MODERATOR: David Menham, graduate of the Bradford University School of Peace Studies
Sharing experiences of how underrepresented groups at the local level have been the protagonists of social change in their community, and the potential this has for future transformation.
View a video recording of the event here.
Detailed report on Community Engagement and Diverse Representation for Social Transformation
TOPICS AND PANELISTS:
The Combili Urban Garden initiative in Yerevan, Armenia - Alda Aflatuni
Alda’s project attempts to address one of the biggest problems of our time: by 2050 air pollution will be the leading cause of deaths worldwide. The Combili Urban Garden -initiative started from a realization that millions of people suffer from a simple fault in our behavior. We dump our kitchen bio waste into landfills and it turns into toxic gasses. By creating a model that has technological and educational components, all this could be changed. How to bring the children and youth into the forefront? How to influence habits on a community level? How to inspire decision makers to take part? These are some of the questions addressed in Alda’s presentation.
Coral Reef Restoration and Youth Empowerment in Fiji - Austin Bowden-Kerby
Dr Austin shared with us a bit of his work over the last few decades in the Pacific and Caribbean with establishing coral nurseries and restoration sites and especially the engagement and role of the youth and indigenous communities in this. He shared about the further plans to put these groups at the forefront of the restoration work.

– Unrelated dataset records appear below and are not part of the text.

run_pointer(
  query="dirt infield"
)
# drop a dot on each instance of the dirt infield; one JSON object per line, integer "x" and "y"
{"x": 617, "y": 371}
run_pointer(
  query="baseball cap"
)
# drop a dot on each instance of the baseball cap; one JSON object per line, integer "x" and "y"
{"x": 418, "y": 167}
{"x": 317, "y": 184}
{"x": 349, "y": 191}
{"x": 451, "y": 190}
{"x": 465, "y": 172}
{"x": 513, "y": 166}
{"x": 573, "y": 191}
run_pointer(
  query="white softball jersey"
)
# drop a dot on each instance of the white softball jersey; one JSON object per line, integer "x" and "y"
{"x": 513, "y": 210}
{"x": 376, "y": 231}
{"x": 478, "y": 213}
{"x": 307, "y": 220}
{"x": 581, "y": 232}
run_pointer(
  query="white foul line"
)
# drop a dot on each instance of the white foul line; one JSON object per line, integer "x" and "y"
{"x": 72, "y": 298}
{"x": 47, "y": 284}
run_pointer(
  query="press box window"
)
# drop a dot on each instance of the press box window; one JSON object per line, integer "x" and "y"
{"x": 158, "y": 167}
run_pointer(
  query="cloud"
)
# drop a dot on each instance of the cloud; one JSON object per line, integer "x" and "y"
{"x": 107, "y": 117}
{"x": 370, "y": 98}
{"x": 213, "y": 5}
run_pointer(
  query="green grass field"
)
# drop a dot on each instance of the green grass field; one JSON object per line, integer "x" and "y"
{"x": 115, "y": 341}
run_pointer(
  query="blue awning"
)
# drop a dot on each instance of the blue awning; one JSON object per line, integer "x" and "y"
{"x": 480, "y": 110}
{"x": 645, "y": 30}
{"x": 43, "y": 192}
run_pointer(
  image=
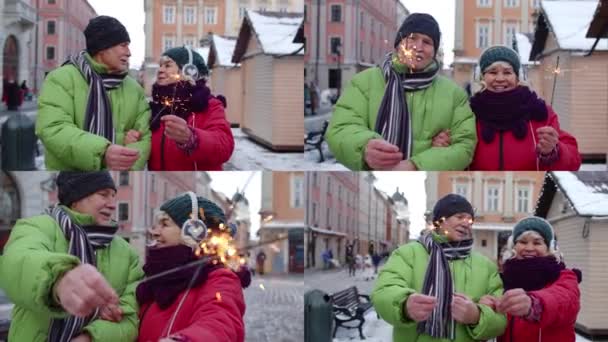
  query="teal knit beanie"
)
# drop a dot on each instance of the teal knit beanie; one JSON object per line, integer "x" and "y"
{"x": 180, "y": 208}
{"x": 537, "y": 224}
{"x": 499, "y": 53}
{"x": 181, "y": 58}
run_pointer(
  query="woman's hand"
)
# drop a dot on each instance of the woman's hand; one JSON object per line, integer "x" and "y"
{"x": 176, "y": 129}
{"x": 547, "y": 139}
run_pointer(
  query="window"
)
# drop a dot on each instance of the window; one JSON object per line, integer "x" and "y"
{"x": 336, "y": 13}
{"x": 50, "y": 53}
{"x": 123, "y": 179}
{"x": 189, "y": 15}
{"x": 510, "y": 32}
{"x": 123, "y": 212}
{"x": 492, "y": 198}
{"x": 523, "y": 200}
{"x": 168, "y": 42}
{"x": 483, "y": 35}
{"x": 211, "y": 15}
{"x": 50, "y": 27}
{"x": 168, "y": 14}
{"x": 297, "y": 191}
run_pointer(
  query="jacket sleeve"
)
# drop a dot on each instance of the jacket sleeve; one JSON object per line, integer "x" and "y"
{"x": 463, "y": 134}
{"x": 491, "y": 324}
{"x": 220, "y": 310}
{"x": 142, "y": 125}
{"x": 560, "y": 300}
{"x": 56, "y": 127}
{"x": 569, "y": 157}
{"x": 215, "y": 140}
{"x": 393, "y": 288}
{"x": 29, "y": 267}
{"x": 127, "y": 329}
{"x": 348, "y": 131}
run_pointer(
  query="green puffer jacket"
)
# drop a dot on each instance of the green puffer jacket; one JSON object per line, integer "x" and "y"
{"x": 36, "y": 255}
{"x": 441, "y": 106}
{"x": 403, "y": 275}
{"x": 61, "y": 114}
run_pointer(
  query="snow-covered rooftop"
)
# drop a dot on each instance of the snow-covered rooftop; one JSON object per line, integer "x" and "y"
{"x": 224, "y": 48}
{"x": 276, "y": 33}
{"x": 570, "y": 20}
{"x": 586, "y": 191}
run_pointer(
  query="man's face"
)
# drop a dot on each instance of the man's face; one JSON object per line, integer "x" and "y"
{"x": 101, "y": 205}
{"x": 457, "y": 227}
{"x": 115, "y": 58}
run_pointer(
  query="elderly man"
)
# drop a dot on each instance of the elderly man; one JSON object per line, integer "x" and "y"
{"x": 87, "y": 106}
{"x": 68, "y": 273}
{"x": 429, "y": 289}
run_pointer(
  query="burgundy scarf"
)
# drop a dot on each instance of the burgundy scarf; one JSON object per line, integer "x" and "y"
{"x": 180, "y": 98}
{"x": 533, "y": 274}
{"x": 507, "y": 111}
{"x": 166, "y": 289}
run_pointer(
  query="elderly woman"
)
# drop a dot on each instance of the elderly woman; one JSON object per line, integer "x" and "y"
{"x": 202, "y": 303}
{"x": 541, "y": 298}
{"x": 189, "y": 126}
{"x": 517, "y": 130}
{"x": 387, "y": 116}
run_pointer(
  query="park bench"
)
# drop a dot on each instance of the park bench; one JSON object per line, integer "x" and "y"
{"x": 316, "y": 139}
{"x": 348, "y": 306}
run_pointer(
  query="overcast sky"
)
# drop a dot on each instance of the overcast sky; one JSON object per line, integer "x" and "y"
{"x": 412, "y": 184}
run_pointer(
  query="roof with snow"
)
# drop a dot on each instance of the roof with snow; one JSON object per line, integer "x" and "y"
{"x": 569, "y": 21}
{"x": 274, "y": 32}
{"x": 222, "y": 49}
{"x": 587, "y": 192}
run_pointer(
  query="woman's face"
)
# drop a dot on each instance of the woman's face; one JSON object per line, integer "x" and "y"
{"x": 416, "y": 50}
{"x": 168, "y": 71}
{"x": 500, "y": 77}
{"x": 530, "y": 245}
{"x": 165, "y": 232}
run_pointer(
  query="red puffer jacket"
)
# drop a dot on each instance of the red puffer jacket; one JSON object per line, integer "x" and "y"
{"x": 520, "y": 155}
{"x": 211, "y": 312}
{"x": 215, "y": 143}
{"x": 561, "y": 303}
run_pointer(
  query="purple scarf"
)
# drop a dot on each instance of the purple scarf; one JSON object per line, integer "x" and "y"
{"x": 166, "y": 289}
{"x": 180, "y": 98}
{"x": 533, "y": 274}
{"x": 507, "y": 111}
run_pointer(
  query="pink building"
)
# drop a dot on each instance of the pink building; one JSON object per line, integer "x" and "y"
{"x": 345, "y": 37}
{"x": 60, "y": 34}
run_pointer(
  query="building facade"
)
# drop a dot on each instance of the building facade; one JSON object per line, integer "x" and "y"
{"x": 345, "y": 37}
{"x": 499, "y": 198}
{"x": 483, "y": 23}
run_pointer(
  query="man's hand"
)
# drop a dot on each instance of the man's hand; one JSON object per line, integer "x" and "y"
{"x": 464, "y": 310}
{"x": 419, "y": 307}
{"x": 83, "y": 289}
{"x": 120, "y": 158}
{"x": 176, "y": 128}
{"x": 442, "y": 139}
{"x": 132, "y": 136}
{"x": 515, "y": 302}
{"x": 380, "y": 154}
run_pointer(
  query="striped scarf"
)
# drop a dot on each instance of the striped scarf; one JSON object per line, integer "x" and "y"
{"x": 394, "y": 122}
{"x": 438, "y": 283}
{"x": 98, "y": 119}
{"x": 82, "y": 244}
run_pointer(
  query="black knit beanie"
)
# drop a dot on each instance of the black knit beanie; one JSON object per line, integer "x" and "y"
{"x": 73, "y": 186}
{"x": 181, "y": 58}
{"x": 104, "y": 32}
{"x": 419, "y": 23}
{"x": 180, "y": 208}
{"x": 451, "y": 204}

The transforming power of education, a story from Uganda - Emmanuel Weere
Emmanuel shared the story of Sylvia who participated in the Preparation for Social Action program which is based around the concept of creating “promoters of community well-being” through material that explores the areas of language, mathematics, science, and processes of community life including education, agriculture, health, and environmental conservation. Her acquired knowledge in planting crops and in Math helped her to create a business which allowed her to stay in her community. She is an example of how the program is empowering women to become active agents of change in their communities.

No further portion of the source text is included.